How to deal with dropout in between LSTM layers when using PackedSequence?

Hi! I’m creating an LSTM Autoencoder for feature extraction for my master’s thesis. However, I’m having a lot of trouble with combining dropout with LSTM layers.

Since it’s an Autoencoder, I’m having a bottleneck which is achieved by having two separate LSTM layers, each with num_layers=1, and a dropout in between. I have time series with very different lengths and have found packed sequences to be a good idea for that reason. But, from my experiments, I must pack the data before the first LSTM, unpack before the dropout, then pack again before the second LSTM. This seems wildly inefficient. Is there a better way? I’m providing some example code and an alternative way to implement it below.

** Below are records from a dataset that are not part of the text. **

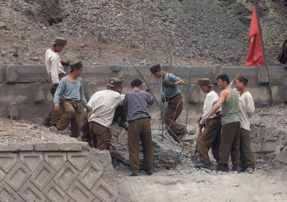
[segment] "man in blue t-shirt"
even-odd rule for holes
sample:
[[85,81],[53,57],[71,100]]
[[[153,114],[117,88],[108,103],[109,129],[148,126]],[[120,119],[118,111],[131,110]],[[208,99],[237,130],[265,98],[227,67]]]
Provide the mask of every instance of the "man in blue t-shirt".
[[163,118],[168,133],[174,140],[179,141],[188,132],[184,127],[175,122],[181,113],[183,106],[182,96],[178,86],[184,85],[184,82],[173,74],[163,70],[159,64],[152,66],[150,70],[159,79],[161,101],[168,102]]

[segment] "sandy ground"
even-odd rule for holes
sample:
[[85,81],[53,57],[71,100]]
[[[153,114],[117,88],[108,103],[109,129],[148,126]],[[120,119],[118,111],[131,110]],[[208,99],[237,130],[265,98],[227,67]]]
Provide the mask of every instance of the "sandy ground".
[[286,201],[287,171],[117,178],[119,201]]

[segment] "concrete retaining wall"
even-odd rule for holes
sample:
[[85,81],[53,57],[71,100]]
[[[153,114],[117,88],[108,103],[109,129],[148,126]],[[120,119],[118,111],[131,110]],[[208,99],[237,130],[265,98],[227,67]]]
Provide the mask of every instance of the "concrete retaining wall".
[[0,145],[0,201],[114,201],[108,151],[87,143]]
[[[68,66],[64,67],[68,72]],[[147,82],[152,89],[156,98],[160,101],[160,86],[158,80],[150,76],[149,67],[138,67]],[[287,102],[287,71],[283,67],[269,68],[274,103],[279,104]],[[262,102],[270,101],[267,74],[265,67],[223,67],[220,66],[193,67],[190,85],[188,91],[190,69],[187,67],[174,67],[166,69],[175,73],[184,81],[184,85],[180,87],[183,96],[184,108],[180,117],[180,121],[184,121],[186,116],[186,102],[189,110],[189,121],[197,118],[202,113],[205,94],[200,90],[198,80],[204,77],[209,78],[214,83],[216,77],[222,73],[229,76],[231,80],[237,73],[242,73],[249,79],[248,88],[252,95],[256,105]],[[81,76],[83,80],[86,99],[96,91],[105,89],[109,78],[121,76],[124,79],[122,84],[124,93],[130,90],[130,82],[137,78],[142,80],[133,67],[98,66],[85,67]],[[0,66],[0,117],[38,121],[42,118],[52,103],[52,95],[49,91],[50,78],[44,65],[3,65]],[[144,85],[145,89],[146,86]],[[213,88],[218,93],[220,91],[217,86]],[[189,95],[188,100],[188,95]],[[156,103],[151,106],[150,112],[155,120],[159,117],[160,110]]]

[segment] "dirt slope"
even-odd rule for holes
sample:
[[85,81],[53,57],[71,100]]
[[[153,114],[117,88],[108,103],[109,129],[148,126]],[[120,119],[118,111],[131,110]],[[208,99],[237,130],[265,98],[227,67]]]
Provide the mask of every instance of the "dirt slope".
[[[286,37],[282,1],[258,3],[268,64]],[[56,37],[61,57],[96,65],[244,66],[253,4],[242,0],[8,0],[0,3],[0,64],[44,64]],[[168,48],[167,45],[168,42]],[[170,54],[169,54],[170,53]]]

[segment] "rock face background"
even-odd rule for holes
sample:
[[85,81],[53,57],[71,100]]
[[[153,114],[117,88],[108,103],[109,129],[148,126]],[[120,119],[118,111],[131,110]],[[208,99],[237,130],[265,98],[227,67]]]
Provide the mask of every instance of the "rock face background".
[[[0,3],[0,64],[44,64],[51,42],[63,37],[69,41],[61,57],[88,66],[168,63],[170,56],[174,66],[244,66],[251,1],[8,0]],[[258,2],[271,66],[281,65],[284,4]]]

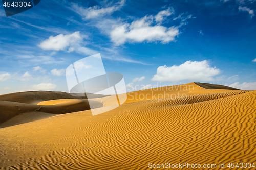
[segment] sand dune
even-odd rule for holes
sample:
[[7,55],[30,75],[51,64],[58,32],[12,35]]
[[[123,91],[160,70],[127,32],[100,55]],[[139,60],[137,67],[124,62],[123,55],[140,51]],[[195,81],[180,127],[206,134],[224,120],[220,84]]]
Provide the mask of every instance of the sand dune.
[[[88,110],[1,128],[1,169],[146,169],[166,162],[217,165],[205,168],[211,169],[225,163],[224,169],[256,163],[256,91],[197,83],[181,90],[186,99],[134,99],[94,116]],[[159,90],[153,95],[164,94]],[[110,97],[97,100],[111,106]],[[44,102],[35,106],[67,106]]]

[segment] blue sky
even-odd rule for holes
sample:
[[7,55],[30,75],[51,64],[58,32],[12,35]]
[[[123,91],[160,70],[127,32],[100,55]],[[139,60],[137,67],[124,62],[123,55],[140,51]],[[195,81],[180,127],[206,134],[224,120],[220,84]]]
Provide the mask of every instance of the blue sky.
[[0,94],[68,92],[66,68],[97,53],[128,91],[191,82],[256,89],[255,14],[254,0],[41,0],[8,17],[2,7]]

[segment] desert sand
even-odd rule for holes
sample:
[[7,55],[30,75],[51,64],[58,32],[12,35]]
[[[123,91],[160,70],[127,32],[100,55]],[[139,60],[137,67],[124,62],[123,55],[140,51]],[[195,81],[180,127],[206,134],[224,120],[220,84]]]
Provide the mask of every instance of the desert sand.
[[[128,93],[124,104],[94,116],[86,96],[0,95],[0,169],[146,169],[150,163],[185,162],[227,169],[229,163],[256,163],[256,90],[183,85]],[[173,97],[178,93],[186,98]],[[114,97],[89,100],[102,109]]]

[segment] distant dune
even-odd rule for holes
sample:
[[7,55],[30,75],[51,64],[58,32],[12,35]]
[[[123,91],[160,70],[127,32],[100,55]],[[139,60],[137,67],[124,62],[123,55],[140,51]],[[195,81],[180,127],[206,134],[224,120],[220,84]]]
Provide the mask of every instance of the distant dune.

Current, working, but possibly suboptimal solution:

class Encoder(nn.Module):

    def __init__(self, seq_len, n_features, embedding_dim, hidden_dim, dropout):
        super(Encoder, self).__init__()

        self.seq_len = seq_len
        self.n_features = n_features
        self.embedding_dim = embedding_dim
        self.hidden_dim = hidden_dim

        self.lstm1 = nn.LSTM(
            input_size=n_features,
            hidden_size=self.hidden_dim,
            num_layers=1,
            batch_first=True,
        )

        self.lstm2 = nn.LSTM(
            input_size=self.hidden_dim,
            hidden_size=embedding_dim,
            num_layers=1,
            batch_first=True,
        )

        self.drop1 = nn.Dropout(p=dropout, inplace=False)

    def forward(self, x):
        x, (_, _) = self.lstm1(x)
        x, lens = pad_packed_sequence(x, batch_first=True, total_length=self.seq_len)
        x = self.drop1(x)
        x = pack_padded_sequence(x, lens, batch_first=True, enforce_sorted=False)
        x, (hidden_n, _) = self.lstm2(x)

        return hidden_n.reshape((-1, self.n_features, self.embedding_dim)), lens

Alternative, possibly better, but currently not working solution;

class Encoder2(nn.Module):

    def __init__(self, seq_len, n_features, embedding_dim, hidden_dim, dropout):
        super(Encoder2, self).__init__()

        self.seq_len = seq_len
        self.n_features = n_features
        self.embedding_dim = embedding_dim
        self.hidden_dim = hidden_dim

        self.lstm1 = nn.LSTM(
            input_size=n_features,
            hidden_size=self.hidden_dim,
            num_layers=2,
            batch_first=True,
            dropout=dropout,
            proj_size=self.embedding_dim,
        )

    def forward(self, x):
        _, (h_n, _) = self.lstm1(x)
        return h_n[-1].unsqueeze(1), lens

Any help and tips about working with time-series, packed sequences, lstm-cells and dropout would be immensely appreciated, as I’m not finding much documentation/guidance elsewhere on the internet. Thank you!

Best, Lars Ankile

PS. Is “uncategorized” the right category?

The first question I would have here is whether the first implementation does what you want.
The reason I am asking is that while this resembles what people did, I have the impression that this method fell out of favour and people started to use variational dropout (Gal and Ghamarani) where the dropout mask is sampled once for batch x features and multiplied to all timesteps and which has an interpretation as dropping values from the weights.

If you just want the style implemented by the first example, you could just apply dropout to the packed_seq.values and construct a new PackedSequence with that and all other items taken from the original packed sequence (yeah, it say you should not construct it, but well…).

If that is not what you want, probably sampling batch x features and then having a for loop

pos = 0
for i, bs in enumerate(packed_seq.batch_sizes):
    values_new[pos: pos + bs] = values_old[pos: pos + bs] * dropout_mask[:bs]
    pos += bs

or so would give you that. Because it is a common idea: The Thomas rule of thumb says: If your hidden_dim has >= three digits, I would not worry about the for loop until you find it to be a bottleneck.

Best regards

Thomas

Thanks, Thomas! Those are very good considerations to incorporate!